Himself wounded, Caravaggio left Rome in disaster. Sentenced to death in absentia by the Pope, the artist is on the run. Haunted by this tragedy, the pictures he paints in his flight seem darker than ever. In Naples, he produced a macabre self-portrait, taking himself as a model to represent Goliath's severed head. Tracked down by the Pope's agents, he continued his flight to Malta, where he painted another surprising painting, The Beheading of Saint John the Baptist, which strangely evokes his Roman affair. The religious scene represented takes on the appearance of a sordid news item: in the courtyard of a prison, Saint John the Baptist, wounded in the throat by a sword which lies nearby, is held down to the ground by his murderer who is getting ready to finish him off with a dagger. Another chilling detail: the painter inscribes his signature in red letters with the blood flowing from the victim's throat.
Caught up in his past
In December 1608, Caravaggio was imprisoned at Fort Saint-Ange in Malta. The Knights of the Order, whom he had just joined before being brutally struck off, would he have discovered his criminal past? The painter would then have escaped by climbing at night the prison walls to take refuge in Sicily, then again in Naples in 1609, where he would have been the victim of attempted murder.

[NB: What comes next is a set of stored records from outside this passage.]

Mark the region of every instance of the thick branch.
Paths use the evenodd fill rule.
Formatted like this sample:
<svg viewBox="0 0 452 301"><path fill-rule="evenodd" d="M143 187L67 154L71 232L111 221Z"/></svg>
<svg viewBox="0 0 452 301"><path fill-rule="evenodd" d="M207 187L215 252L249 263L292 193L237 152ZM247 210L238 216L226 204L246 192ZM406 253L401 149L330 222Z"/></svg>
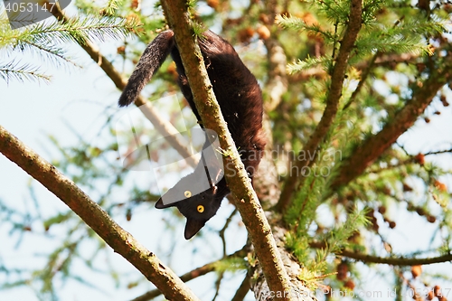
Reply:
<svg viewBox="0 0 452 301"><path fill-rule="evenodd" d="M270 226L224 122L207 76L201 51L194 42L193 32L190 30L192 24L186 3L184 0L162 1L162 6L166 20L174 32L176 44L202 124L206 128L218 133L221 147L224 150L224 154L228 154L223 156L224 166L232 168L226 169L226 181L251 238L268 286L275 292L289 291L287 274L277 249ZM284 296L276 299L290 300L291 297Z"/></svg>
<svg viewBox="0 0 452 301"><path fill-rule="evenodd" d="M199 300L153 253L117 224L108 214L55 166L0 126L0 152L40 182L79 215L115 252L136 267L169 300Z"/></svg>
<svg viewBox="0 0 452 301"><path fill-rule="evenodd" d="M58 4L58 3L57 3ZM57 5L47 5L47 9L55 16L55 18L61 22L68 22L68 17ZM80 43L80 47L89 54L91 59L104 71L105 74L115 83L115 86L123 90L126 87L127 80L124 79L113 64L103 56L99 47L90 42L89 41L85 41L85 43ZM195 166L197 162L193 158L192 152L185 146L186 142L179 138L179 131L173 127L172 124L160 118L161 114L152 106L152 103L146 101L143 97L138 96L137 100L135 100L135 105L140 108L146 118L155 127L155 129L162 134L162 136L168 141L170 146L174 148L192 166Z"/></svg>
<svg viewBox="0 0 452 301"><path fill-rule="evenodd" d="M213 272L214 270L217 269L218 264L221 262L222 260L226 259L232 259L232 258L244 258L247 253L247 246L243 247L241 249L239 249L238 251L230 254L223 259L220 260L215 260L213 262L206 263L202 267L196 268L194 269L192 269L189 272L186 272L185 274L182 275L180 277L181 280L184 282L188 282L190 280L193 280L194 278L197 278L200 276L203 276L207 273ZM162 292L158 289L153 289L148 292L146 292L145 294L138 296L137 297L132 299L131 301L148 301L153 298L155 298L157 296L160 296Z"/></svg>
<svg viewBox="0 0 452 301"><path fill-rule="evenodd" d="M362 253L355 253L349 250L342 250L339 254L349 259L353 259L365 263L381 263L392 266L423 266L434 263L443 263L452 261L452 254L446 254L438 257L429 257L425 259L407 259L404 257L378 257Z"/></svg>
<svg viewBox="0 0 452 301"><path fill-rule="evenodd" d="M339 53L335 60L336 63L333 69L333 74L331 76L331 87L326 99L326 108L325 108L324 115L318 126L315 127L314 134L304 146L302 153L307 154L307 157L315 155L315 152L319 145L324 140L326 136L330 127L336 116L339 99L342 96L342 89L344 85L344 80L345 78L345 71L348 65L348 59L350 53L353 48L354 42L358 36L358 33L362 25L361 14L363 11L361 0L353 0L350 6L350 16L347 30L344 35L344 39L341 42L341 48ZM311 165L312 162L309 160L299 160L295 162L295 166L297 170L303 170L303 167ZM290 203L291 196L295 191L297 184L299 181L298 174L291 174L285 183L283 191L281 193L281 197L278 203L277 209L279 212L284 212Z"/></svg>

In 1610, Caravaggio tried to regain Rome where the Pope is about to sign his pardon. But, after missing his boat, the painter becomes uneasy in the small Italian port of Porto Ercole. Suffering from delirium and a high fever, he was transported to a nearby hospital and died on July 18, 38 old. Sunstroke, malaria, murder, lead poisoning contained in his painting. Many hypotheses have been put forward on the cause of his death. Until his skeleton was finally exhumed in 2010 from the old hospital cemetery - various scientific analyzes and DNA comparisons carried out by professors Michel Darcourt and Didier Raoult which made it possible to identify him in 2018 … And to conclude that the painter would have died of the consequences of a septicemia due to Staphylococcus aureus.